9 de dezembro de 2011. É meu último dia em Oracabessa. Peço para o breakfast a apimentada omelete de calalou (uma verdura amarga como folha de mostarda) com suco de laranja. Completo com um bule de Blue Mountain, que Ian Fleming chamava de “o melhor café do mundo”.

O Caranguejo de Ferro pegou o Comandante em 12 de agosto de 1964, aos 56 anos. Um enfarto o derrubou no aniversário do seu filho Casper, em Canterbury, 88 km a leste de Londres. Suas últimas palavras foram pedidos de desculpas aos enfermeiros que o atenderam, pelo inconveniente. Morreu no momento em que seu espião virava mania planetária.
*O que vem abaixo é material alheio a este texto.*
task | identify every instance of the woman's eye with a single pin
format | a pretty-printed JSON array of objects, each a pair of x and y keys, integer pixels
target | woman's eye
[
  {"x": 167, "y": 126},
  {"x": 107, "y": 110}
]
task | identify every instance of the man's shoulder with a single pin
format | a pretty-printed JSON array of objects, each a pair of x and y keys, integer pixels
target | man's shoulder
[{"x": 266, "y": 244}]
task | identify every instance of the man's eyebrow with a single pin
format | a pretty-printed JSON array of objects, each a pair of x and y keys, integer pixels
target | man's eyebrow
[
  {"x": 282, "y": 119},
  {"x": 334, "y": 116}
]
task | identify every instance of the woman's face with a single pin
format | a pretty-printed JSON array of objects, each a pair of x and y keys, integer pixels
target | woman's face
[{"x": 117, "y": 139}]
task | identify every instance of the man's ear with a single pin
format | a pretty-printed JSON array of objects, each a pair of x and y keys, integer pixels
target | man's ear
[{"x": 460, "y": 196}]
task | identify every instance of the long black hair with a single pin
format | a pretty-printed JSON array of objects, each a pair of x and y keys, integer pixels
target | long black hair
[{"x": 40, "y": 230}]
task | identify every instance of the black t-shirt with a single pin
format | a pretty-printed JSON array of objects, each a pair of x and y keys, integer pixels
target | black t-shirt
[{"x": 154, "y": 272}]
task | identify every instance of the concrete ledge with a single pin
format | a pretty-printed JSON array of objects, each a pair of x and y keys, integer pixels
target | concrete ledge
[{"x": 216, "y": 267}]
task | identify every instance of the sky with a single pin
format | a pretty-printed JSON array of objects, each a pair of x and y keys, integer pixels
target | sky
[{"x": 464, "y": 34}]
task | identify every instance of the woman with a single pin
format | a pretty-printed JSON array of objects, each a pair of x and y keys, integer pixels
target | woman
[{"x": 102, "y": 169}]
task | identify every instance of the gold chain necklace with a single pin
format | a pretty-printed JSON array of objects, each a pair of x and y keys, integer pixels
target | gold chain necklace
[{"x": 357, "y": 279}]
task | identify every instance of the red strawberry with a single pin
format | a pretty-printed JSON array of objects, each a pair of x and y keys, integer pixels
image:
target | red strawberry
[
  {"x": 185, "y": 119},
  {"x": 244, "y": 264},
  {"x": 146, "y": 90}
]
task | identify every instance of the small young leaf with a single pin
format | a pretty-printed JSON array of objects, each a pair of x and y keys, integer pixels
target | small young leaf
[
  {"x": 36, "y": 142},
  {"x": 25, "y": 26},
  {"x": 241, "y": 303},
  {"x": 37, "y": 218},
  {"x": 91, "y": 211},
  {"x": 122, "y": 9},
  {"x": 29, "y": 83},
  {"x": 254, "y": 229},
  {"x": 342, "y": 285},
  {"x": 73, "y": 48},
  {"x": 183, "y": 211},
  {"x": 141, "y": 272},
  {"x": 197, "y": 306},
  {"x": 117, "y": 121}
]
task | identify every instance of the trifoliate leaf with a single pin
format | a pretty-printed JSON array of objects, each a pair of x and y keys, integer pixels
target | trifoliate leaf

Quando estou na segunda xícara de Blue Mountain, o garçom aparece com um senhor negro de olhos azuis muito claros. É Ramsey Dacosta, o mesmo rapaz que cuidava do jardim no dia em que James Bond nasceu. Aos 75 anos, ele continua jardineiro do resort.

Ramsey é a última das testemunhas vivas do que acontecia em Goldeneye naqueles agitados janeiros e fevereiros. Trata o ex-patrão como “the Commander”. Diz que durante o “período colonial”, empregados como ele não tinham nenhuma intimidade com os donos da casa.
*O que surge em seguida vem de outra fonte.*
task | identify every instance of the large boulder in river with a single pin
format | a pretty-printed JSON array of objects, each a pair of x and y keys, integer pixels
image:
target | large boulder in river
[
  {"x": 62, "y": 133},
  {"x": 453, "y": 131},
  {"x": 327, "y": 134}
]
Mesmo assim, ele viu quando Sean Connery fez sua primeira visita à casa. Mas só soube de quem se tratava quando assistiu Dr No em um cinema local. O mesmo acontecia com hóspedes do jet set londrino e até com um primeiro ministro britânico (Anthony Eden) que passou férias naquela casa.

Ramsey se lembra que nas duas últimas estadias de Fleming em GoldenEye, sua mulher Anne já não o acompanhava. Pergunto se nessa época o comandante trazia outras mulheres além da esposa, e o sorriso meio destentado do senhor Dacosta dispensa uma resposta mais detalhada.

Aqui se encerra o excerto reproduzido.